[Lustre-discuss] [Lustre-devel] Integrity and corruption - can file systems be scalable?

[Peter Grandi]

>> I wrote a blog post that pertains to Lustre scalability and
>> data integrity. You can find it here:
>> http://braamstorage.blogspot.com

Ah amusing, but a bit late to the party. The DBMS community have
been dealing with these issues for a very long time; consider the
canonical definitions of "database" and "very large database":

* "database": a mass of data whose working set cannot be held
  in memory; a mass of data where every access involves at least
  one physical IO.

* "very large database": a mass of data that cannot be
  realistically taken offline for maintenance; a mass of data
  that takes "too long" to backup or check.

But I am very pleased that the "fsck wall" is getting wider
exposure, I have been pointing it out in my little corner for
years.

> [ ... ] like Veritas already solved this by

> 1. Integrating the Volume management and File system. The file
>    system can be spread across many volumes.

That's both crazy and nearly pointless. It is at best a dubious
convenience.

> 2. Dividing the file system into a group of file sets(like
>    data, metadata, checkpoints) , and allowing the policies to
>    keep different filesets on different volumes.

That's also crazy and nearly pointless, as described.

> 3. Creating the checkpoints (they are sort of like volume
>    snapshots, but they are created inside the file system
>    itself). [ ... ]

These are an ancient feature of many fs designs, and for various
reasons versioned filesystems have never been that popular. In
part because of performance, in part because it is not that
useful, in part because it is the wrong abstraction levbel.

> 4. Parallel fsck - if the filesystem consists of the
>    allocation units - a sort of the sub- file systems, or
>    cylinder groups, then the fsck can be started in parallel
>    on those units.

This either is pointless or not that useful. This can be done
fairly trivially by using many filesystems, and creating a
single namespace by "mounting" them together; of course then one
does not have a single free storage pool, even if the namespace
is stitched together.

But it is exceptionally difficult to have a single storage pool
*and* chunking (as soon as object contents are spread across
mutiple chunks 'fsck' becomes hard, and if objects contents are
not spread across multiple chunks, you don't really have a single
storage pool).

The fundamental problem with 'fsck' is that:

* Data access scales up by using RAID, as N disks, with suitable
  access patterns, give a speedup of up to N (either in bandwidth
  or IOPS), so it is feasible to create very large storage
  systems by driving parallelism up at the data level.

* Unfortunately while data performance *can* scale with the
  number of disks, metadata access cannot, because it is driven
  by wholly different access patterns, usually more graph-like
  than stream-like. In essence 'fsck' is a garbage collector, and
  thus it is both unavoidable, and exceptionally hard to
  parallelize.

Note also that the "IOPS wall" (similar to the "memory wall"),
where storage device capacity and bandwith grow faster than IOPS,
eventually calls into question even data scalability, and in some
applications (like the Lustre MDS) that is already quite apparent.

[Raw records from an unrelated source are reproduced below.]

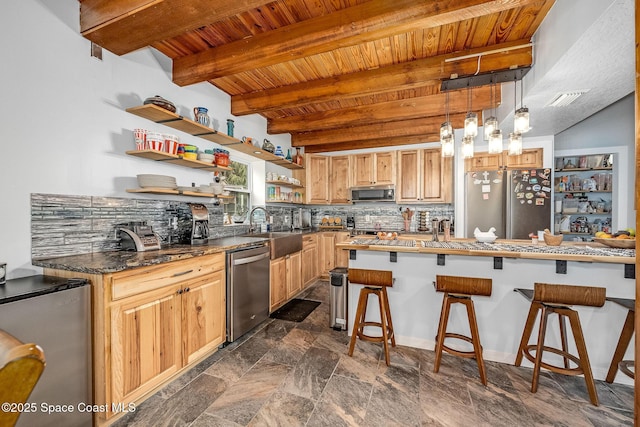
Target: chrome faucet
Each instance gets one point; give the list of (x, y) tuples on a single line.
[(266, 215)]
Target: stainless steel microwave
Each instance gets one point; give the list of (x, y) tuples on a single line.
[(373, 193)]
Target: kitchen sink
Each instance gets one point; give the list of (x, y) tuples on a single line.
[(281, 242)]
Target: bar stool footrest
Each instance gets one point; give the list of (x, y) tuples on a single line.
[(360, 333), (466, 354), (627, 367), (559, 369)]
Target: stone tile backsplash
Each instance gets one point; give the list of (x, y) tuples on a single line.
[(68, 225)]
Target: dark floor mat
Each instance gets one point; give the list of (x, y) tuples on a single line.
[(295, 310)]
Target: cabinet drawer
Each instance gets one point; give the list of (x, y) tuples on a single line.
[(145, 279)]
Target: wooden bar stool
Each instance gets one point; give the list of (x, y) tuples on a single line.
[(548, 299), (627, 367), (459, 290), (376, 283)]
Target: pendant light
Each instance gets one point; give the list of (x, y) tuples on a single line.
[(515, 144), (491, 123), (515, 138), (467, 147), (495, 142), (448, 146), (446, 129), (521, 115), (471, 120), (446, 133)]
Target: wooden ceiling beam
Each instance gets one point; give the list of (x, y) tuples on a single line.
[(401, 128), (404, 109), (402, 76), (372, 20), (122, 26), (372, 143)]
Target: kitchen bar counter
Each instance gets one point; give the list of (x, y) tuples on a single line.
[(567, 251), (415, 305)]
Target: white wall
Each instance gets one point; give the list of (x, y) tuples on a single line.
[(64, 128)]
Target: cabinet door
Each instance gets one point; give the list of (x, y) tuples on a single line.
[(294, 274), (326, 256), (529, 159), (317, 179), (203, 315), (437, 177), (278, 282), (309, 259), (339, 182), (482, 162), (145, 342), (341, 255), (384, 168), (362, 169), (408, 189)]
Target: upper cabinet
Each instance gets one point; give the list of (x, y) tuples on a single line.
[(327, 179), (339, 182), (374, 168), (482, 161), (424, 176)]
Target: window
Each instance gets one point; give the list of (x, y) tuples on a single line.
[(237, 183)]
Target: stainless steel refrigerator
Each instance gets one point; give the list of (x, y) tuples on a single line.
[(515, 202)]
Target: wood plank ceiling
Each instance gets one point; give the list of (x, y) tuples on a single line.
[(335, 74)]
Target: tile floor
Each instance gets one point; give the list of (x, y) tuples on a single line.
[(298, 374)]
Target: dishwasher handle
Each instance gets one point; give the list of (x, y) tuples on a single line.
[(248, 260)]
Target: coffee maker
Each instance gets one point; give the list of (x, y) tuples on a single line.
[(199, 224)]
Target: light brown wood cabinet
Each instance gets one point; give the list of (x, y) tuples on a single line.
[(373, 168), (309, 259), (151, 323), (481, 161), (317, 179), (285, 279), (424, 176), (529, 159), (339, 182)]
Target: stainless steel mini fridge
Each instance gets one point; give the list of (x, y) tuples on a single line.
[(515, 202)]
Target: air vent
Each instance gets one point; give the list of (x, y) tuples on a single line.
[(565, 98)]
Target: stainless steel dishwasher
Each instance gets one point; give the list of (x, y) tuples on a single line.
[(247, 290)]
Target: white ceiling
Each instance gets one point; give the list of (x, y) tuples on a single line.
[(601, 60)]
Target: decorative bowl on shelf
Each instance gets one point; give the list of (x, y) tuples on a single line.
[(617, 243), (161, 102), (485, 236), (552, 240)]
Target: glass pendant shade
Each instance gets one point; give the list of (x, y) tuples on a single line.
[(445, 130), (495, 142), (489, 125), (467, 147), (521, 120), (447, 146), (471, 125), (515, 144)]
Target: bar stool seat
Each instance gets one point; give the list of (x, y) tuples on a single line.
[(459, 290), (627, 367), (550, 298), (375, 283)]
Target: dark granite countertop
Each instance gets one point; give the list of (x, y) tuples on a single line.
[(33, 286), (114, 261)]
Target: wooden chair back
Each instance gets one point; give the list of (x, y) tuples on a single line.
[(569, 294), (370, 277), (20, 368), (463, 285)]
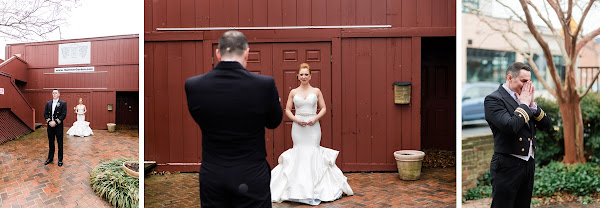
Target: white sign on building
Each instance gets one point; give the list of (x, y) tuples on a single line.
[(74, 69), (74, 53)]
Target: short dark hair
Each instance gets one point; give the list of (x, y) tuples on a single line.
[(232, 43), (514, 68)]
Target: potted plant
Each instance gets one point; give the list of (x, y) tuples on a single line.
[(132, 168), (409, 164)]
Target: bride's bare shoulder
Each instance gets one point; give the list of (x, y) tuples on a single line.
[(316, 90)]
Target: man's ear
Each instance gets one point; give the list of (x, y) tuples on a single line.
[(246, 53), (218, 55)]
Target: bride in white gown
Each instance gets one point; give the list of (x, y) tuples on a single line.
[(80, 127), (307, 172)]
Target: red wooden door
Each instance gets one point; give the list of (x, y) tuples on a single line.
[(281, 60), (438, 93), (127, 108), (286, 59)]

> Well, the ZFS does solve many of these issues, but in a
> different way, too.

ZFS is not the solution to almost any problem, except perhaps
sysadmin convenience.

The UNIX lesson is that the main job of a file system is to
provide a simple, trivial "dataspace" abstraction layer, and that
trying to have it address storage (for example checksumming) or
application layer (for example indices) concerns is poor design.
It does seem quite convenient though (to the sort of people who
want to do triple parity RAID and 46+2 RAID6 arrays, or build
large filesystems as LVM2 concats [VGs] spanning several disks).

> So, my point is that this probably has to be solved on the
> backend side of the Lustre, rather than inside the Lustre.

The Lustre has embodies a very specific set of tradeoffs aimed at
a specific "sweet spot" as described by PeterB in his blogpost.
Violating design integrity usually is very painful. A wholly new
design is probably needed.

As to scalability there is a proof of existence for extremely
scalable file system designs, and that is GoogleFS, and it
embodies pretty extreme tradeoffs (far more extreme than Lustre)
in pursuit of scalability.

If GoogleFS is the state of the art, then I suspect that very
scalable, fine grained, and highly efficient are incompatible
goals (and very, very rarely a requirement either).

BTW I am occasionally reminded of two ancient MIT TRs, one by
Peter Bishop about distributed persistent garbage collection, and
one by Svobodova on object histories in the swallow repository.